Robert Bly, in his insightful work, The Sibling Society, suggests that what is lacking in our culture are parents and elders. Nobody wants to assume those roles because to assume them is to admit we're no longer children ourselves and we don't want to do that. Instead, too often, a mum wants to be her daughter's best friend rather than the parent her daughter desperately needs and a dad wants to be his son's buddy rather than the father that his son really wants. As adults we want to be perceived as cool rather than as parental, as free rather than responsible. What this does, more often than not, is put us in unconscious competition with the young rather than make us their mentors.

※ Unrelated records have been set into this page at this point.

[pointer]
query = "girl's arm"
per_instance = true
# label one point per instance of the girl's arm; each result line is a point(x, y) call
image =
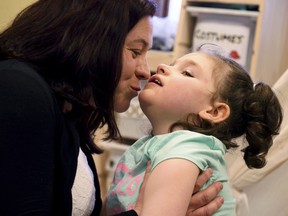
point(169, 188)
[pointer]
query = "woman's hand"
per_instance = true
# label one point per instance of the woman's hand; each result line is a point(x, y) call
point(205, 202)
point(202, 203)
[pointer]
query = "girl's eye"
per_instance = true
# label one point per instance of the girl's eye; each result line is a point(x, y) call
point(187, 73)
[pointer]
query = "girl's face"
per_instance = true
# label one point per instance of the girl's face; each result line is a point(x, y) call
point(135, 67)
point(177, 90)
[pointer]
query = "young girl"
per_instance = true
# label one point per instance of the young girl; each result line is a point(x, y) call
point(196, 106)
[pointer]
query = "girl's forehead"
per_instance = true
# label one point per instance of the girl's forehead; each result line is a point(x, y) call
point(195, 59)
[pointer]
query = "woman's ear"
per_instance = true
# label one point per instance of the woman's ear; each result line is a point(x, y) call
point(218, 113)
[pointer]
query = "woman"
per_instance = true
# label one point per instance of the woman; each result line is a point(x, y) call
point(66, 66)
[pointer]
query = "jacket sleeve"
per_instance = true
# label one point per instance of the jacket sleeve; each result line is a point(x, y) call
point(27, 134)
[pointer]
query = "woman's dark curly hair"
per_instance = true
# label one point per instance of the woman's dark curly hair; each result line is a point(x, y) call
point(255, 112)
point(77, 45)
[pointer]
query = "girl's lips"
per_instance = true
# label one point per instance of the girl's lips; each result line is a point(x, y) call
point(135, 89)
point(155, 79)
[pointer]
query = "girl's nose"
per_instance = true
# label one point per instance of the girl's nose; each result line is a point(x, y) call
point(142, 71)
point(162, 69)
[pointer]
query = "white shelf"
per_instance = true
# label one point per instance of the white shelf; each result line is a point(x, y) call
point(194, 11)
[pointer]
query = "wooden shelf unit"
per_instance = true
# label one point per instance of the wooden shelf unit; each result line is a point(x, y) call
point(270, 43)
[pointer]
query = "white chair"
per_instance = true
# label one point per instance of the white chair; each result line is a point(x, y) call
point(265, 191)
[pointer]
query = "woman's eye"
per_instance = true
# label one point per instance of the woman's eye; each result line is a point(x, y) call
point(135, 52)
point(187, 73)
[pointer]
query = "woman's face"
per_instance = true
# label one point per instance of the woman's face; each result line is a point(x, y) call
point(135, 66)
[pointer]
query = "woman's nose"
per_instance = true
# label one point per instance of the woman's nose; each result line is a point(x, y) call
point(142, 70)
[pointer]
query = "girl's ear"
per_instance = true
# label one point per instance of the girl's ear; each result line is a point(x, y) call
point(218, 113)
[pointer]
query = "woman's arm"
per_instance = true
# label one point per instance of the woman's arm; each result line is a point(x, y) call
point(169, 188)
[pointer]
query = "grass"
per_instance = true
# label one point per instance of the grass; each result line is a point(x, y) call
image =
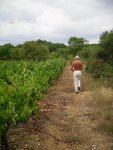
point(102, 102)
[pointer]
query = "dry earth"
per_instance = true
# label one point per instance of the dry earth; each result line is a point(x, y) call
point(66, 121)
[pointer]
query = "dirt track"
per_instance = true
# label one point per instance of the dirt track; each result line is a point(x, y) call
point(66, 121)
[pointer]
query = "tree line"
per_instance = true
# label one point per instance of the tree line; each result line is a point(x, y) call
point(41, 50)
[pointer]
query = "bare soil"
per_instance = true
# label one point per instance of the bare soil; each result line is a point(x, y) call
point(66, 121)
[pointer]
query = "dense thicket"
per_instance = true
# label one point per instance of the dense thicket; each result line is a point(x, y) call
point(22, 84)
point(100, 57)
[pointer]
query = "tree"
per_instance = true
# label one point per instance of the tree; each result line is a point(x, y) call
point(106, 43)
point(5, 51)
point(76, 44)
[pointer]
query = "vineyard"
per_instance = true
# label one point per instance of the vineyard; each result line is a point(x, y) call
point(22, 84)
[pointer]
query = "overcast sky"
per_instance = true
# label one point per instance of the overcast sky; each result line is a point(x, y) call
point(54, 20)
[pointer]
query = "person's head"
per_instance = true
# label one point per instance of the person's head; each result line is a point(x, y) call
point(77, 57)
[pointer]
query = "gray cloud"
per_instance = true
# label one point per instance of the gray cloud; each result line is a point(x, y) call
point(54, 20)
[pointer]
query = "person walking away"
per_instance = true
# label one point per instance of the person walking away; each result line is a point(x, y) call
point(77, 67)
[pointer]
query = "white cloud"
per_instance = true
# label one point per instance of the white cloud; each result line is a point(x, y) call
point(54, 20)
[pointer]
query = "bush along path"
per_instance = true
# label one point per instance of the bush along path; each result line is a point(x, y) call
point(67, 120)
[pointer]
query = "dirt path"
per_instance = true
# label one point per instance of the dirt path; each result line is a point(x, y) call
point(66, 121)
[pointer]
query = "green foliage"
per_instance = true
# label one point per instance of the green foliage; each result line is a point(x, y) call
point(106, 42)
point(21, 85)
point(76, 44)
point(64, 52)
point(5, 51)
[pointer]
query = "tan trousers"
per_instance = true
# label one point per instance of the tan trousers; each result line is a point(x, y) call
point(77, 79)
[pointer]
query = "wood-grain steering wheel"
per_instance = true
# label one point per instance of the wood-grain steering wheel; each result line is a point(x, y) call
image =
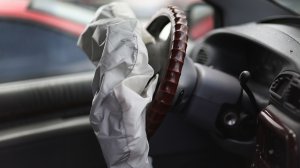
point(167, 59)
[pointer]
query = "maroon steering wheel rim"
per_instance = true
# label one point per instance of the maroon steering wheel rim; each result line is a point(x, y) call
point(165, 94)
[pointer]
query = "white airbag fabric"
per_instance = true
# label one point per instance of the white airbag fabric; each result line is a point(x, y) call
point(114, 43)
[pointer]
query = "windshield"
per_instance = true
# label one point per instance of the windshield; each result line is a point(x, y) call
point(293, 5)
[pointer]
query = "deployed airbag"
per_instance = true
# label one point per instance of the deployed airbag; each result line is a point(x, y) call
point(123, 84)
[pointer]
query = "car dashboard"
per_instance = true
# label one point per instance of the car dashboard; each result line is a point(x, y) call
point(269, 50)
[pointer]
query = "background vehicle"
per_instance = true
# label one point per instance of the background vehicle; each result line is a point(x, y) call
point(38, 39)
point(44, 121)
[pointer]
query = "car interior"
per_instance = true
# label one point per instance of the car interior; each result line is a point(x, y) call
point(237, 102)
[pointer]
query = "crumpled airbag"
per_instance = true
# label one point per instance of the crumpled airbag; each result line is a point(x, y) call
point(123, 84)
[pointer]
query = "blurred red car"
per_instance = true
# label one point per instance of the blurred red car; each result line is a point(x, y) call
point(38, 39)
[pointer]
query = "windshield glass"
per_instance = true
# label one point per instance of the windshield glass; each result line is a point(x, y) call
point(293, 5)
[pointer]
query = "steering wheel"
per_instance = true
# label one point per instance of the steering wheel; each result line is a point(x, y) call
point(167, 59)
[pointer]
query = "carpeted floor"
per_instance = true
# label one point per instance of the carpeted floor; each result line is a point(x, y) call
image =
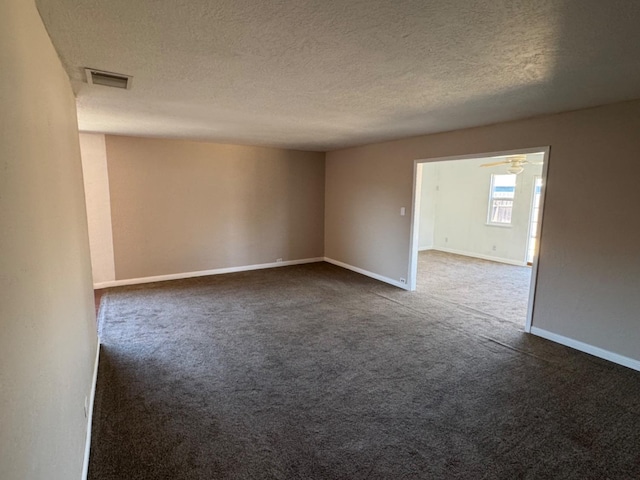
point(315, 372)
point(497, 289)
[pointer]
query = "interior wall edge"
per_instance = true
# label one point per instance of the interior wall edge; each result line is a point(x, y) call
point(587, 348)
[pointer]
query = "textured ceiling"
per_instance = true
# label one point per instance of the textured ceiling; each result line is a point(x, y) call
point(325, 74)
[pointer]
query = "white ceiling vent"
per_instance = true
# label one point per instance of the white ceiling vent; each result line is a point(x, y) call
point(108, 79)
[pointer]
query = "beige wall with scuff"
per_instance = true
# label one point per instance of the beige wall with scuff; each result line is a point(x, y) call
point(47, 319)
point(96, 187)
point(182, 206)
point(588, 278)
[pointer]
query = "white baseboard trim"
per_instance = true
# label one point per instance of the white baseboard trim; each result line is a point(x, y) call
point(92, 397)
point(586, 348)
point(203, 273)
point(481, 256)
point(382, 278)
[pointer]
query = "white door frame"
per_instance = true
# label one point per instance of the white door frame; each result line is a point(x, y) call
point(415, 216)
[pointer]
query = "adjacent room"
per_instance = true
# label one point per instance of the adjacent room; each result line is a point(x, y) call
point(211, 219)
point(477, 222)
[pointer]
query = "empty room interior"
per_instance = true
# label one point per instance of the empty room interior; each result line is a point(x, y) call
point(477, 222)
point(320, 240)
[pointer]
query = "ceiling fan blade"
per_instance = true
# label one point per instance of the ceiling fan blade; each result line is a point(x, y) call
point(504, 162)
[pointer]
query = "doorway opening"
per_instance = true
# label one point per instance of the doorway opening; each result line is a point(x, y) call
point(475, 230)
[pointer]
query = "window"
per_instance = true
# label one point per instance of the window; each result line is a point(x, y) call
point(503, 191)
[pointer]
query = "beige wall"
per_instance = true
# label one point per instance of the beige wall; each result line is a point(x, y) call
point(96, 187)
point(588, 279)
point(47, 321)
point(180, 206)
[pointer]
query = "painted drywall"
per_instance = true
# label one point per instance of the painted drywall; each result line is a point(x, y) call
point(47, 321)
point(454, 208)
point(181, 206)
point(589, 269)
point(96, 187)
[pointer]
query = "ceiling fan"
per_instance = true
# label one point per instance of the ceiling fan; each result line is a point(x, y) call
point(516, 163)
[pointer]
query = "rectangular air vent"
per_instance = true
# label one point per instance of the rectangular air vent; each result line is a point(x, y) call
point(108, 79)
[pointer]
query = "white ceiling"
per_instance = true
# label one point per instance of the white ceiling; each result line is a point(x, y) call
point(326, 74)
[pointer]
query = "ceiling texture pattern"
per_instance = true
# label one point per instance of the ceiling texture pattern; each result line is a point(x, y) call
point(328, 74)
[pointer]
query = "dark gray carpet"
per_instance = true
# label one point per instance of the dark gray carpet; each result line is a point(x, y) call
point(314, 372)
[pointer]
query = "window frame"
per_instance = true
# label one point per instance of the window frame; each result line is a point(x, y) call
point(493, 198)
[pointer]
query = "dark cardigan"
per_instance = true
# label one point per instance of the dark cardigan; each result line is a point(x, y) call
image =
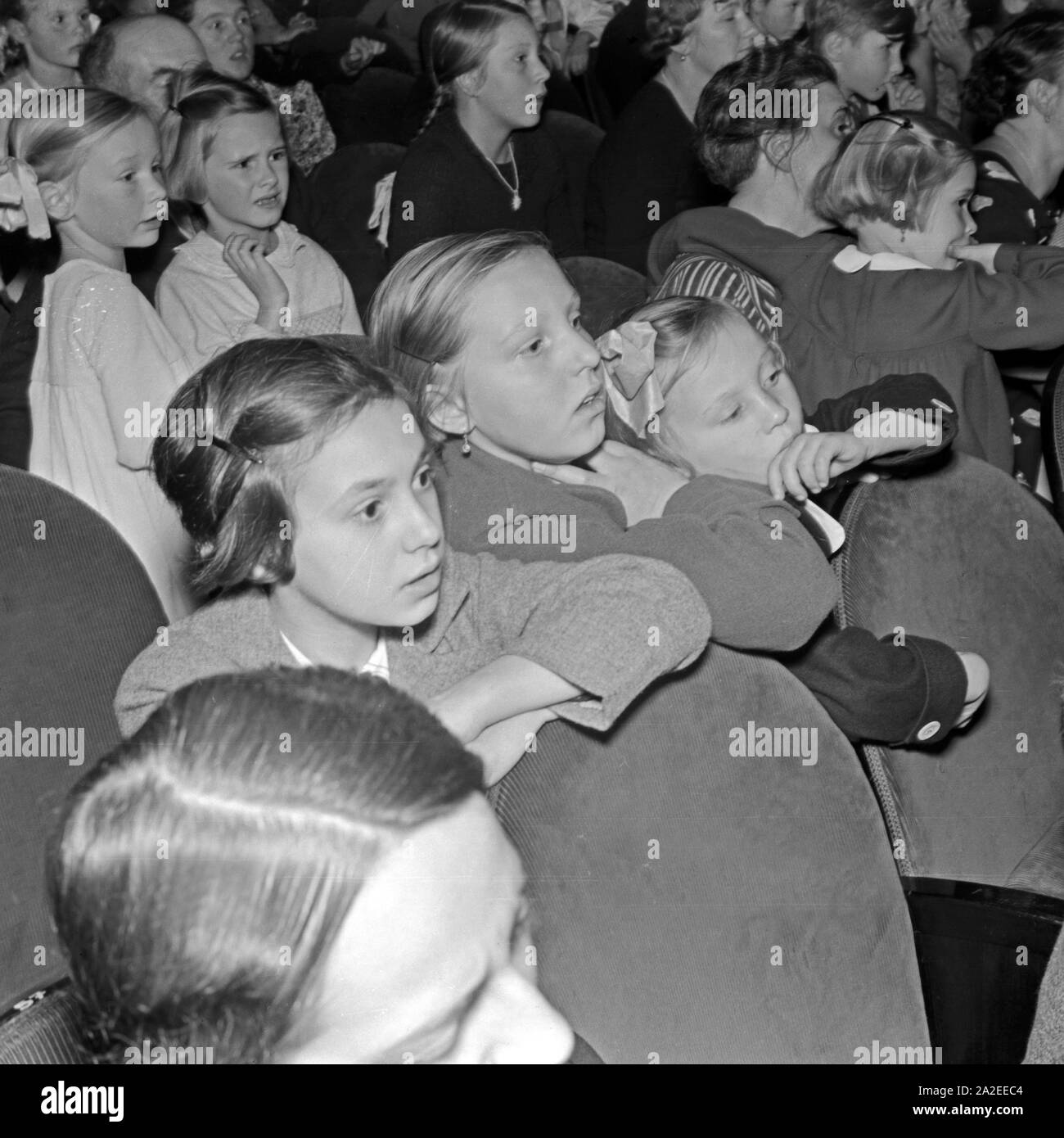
point(446, 186)
point(647, 158)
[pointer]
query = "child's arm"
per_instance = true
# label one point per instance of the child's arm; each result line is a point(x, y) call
point(506, 688)
point(552, 633)
point(913, 693)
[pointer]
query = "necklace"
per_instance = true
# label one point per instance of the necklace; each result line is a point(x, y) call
point(516, 189)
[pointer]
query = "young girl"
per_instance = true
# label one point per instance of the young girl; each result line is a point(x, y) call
point(910, 292)
point(477, 165)
point(715, 399)
point(349, 898)
point(452, 318)
point(317, 502)
point(105, 365)
point(245, 273)
point(49, 35)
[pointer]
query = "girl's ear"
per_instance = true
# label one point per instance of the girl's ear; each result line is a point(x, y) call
point(1044, 97)
point(778, 148)
point(58, 199)
point(470, 84)
point(448, 410)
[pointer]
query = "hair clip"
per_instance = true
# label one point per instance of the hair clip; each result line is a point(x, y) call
point(237, 452)
point(414, 355)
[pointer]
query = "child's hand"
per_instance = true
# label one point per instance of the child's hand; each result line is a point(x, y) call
point(979, 683)
point(247, 259)
point(949, 40)
point(904, 95)
point(643, 483)
point(577, 55)
point(360, 52)
point(809, 463)
point(503, 744)
point(981, 254)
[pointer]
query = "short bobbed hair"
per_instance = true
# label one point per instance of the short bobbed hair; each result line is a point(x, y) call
point(201, 874)
point(1031, 47)
point(728, 147)
point(416, 318)
point(668, 23)
point(276, 400)
point(684, 327)
point(201, 102)
point(890, 160)
point(853, 18)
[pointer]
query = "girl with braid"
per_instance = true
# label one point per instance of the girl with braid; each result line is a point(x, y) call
point(478, 163)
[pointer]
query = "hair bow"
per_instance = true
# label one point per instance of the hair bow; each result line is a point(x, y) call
point(629, 362)
point(20, 203)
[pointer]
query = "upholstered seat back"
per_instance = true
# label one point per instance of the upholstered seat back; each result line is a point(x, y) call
point(968, 557)
point(75, 607)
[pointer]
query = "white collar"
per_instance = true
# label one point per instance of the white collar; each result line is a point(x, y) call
point(376, 666)
point(851, 260)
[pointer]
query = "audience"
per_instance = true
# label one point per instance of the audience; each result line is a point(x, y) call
point(480, 163)
point(840, 280)
point(646, 171)
point(300, 895)
point(244, 272)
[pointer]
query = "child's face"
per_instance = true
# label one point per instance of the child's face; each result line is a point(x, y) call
point(528, 371)
point(246, 175)
point(369, 542)
point(513, 79)
point(438, 938)
point(119, 189)
point(722, 34)
point(55, 31)
point(778, 18)
point(948, 224)
point(734, 408)
point(865, 65)
point(224, 29)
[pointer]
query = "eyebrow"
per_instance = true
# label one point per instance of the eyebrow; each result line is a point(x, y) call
point(373, 484)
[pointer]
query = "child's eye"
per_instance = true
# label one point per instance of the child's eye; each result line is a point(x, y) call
point(371, 511)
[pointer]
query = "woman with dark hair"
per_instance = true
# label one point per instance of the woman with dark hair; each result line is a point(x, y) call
point(277, 901)
point(1015, 90)
point(476, 165)
point(646, 171)
point(769, 163)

The effects of this are everywhere. We see it in the cult we've developed around the body -- the pressure to look young, to not show the effects of aging, to value physical looks above all else. Partly this is good. It's made us more sensitive both to our health and our looks; a good thing in itself, aesthetically and morally. There's something healthy about wanting to look good for, as we know, the first sign of clinical depression is when we no longer care about our appearance. But this has a debilitating underside as well. What all this pressure to remain young and look attractive does is make it very difficult for us to accept mortality and all that comes with it.

And part of what comes with it is the pressure to never grow up, to never really mature, to remain forever the child, the adolescent, someone who looks over his or her shoulder for some adult to summon or blame. Too often our attitude mimics that of children and adolescents. When they're caught in a situation where something's gone wrong, invariably their response is: "It's not my fault!" "This has nothing to do with me!" "Mum and dad have a problem!" "Someone needs to fix this!"

Notice how little different this sounds from: "Our leaders are evil!" "The culture's a mess!" "The church needs to straighten itself out!" "The bishops have a real problem on their hands with this sexual abuse thing!" Bottom-line, these are the phrases of children and adolescents: "Something's broken, but it's not my fault. I'm not responsible!" Taking responsibility and trying to help carry things is one of the primary tasks of adulthood and stepping forth to do this is one of the litmus-tests of maturity. As mothers and fathers, we're supposed to be carrying the children, not asking to be carried ourselves.

But to do so will scar us in a way that will set us apart from the young. We'll have stretch-marks, bent bodies, anxious hearts, the stoop that comes with carrying burdens, grey hair, wrinkles educed by worry, and probably some middle-aged fat as well. Moreover we won't always be best-buddies to our children or the coolest mum or dad on the planet, but we will be the elders, the mentors, the teachers, the adults, the parents, the mums, and the dads that our society so sorely misses.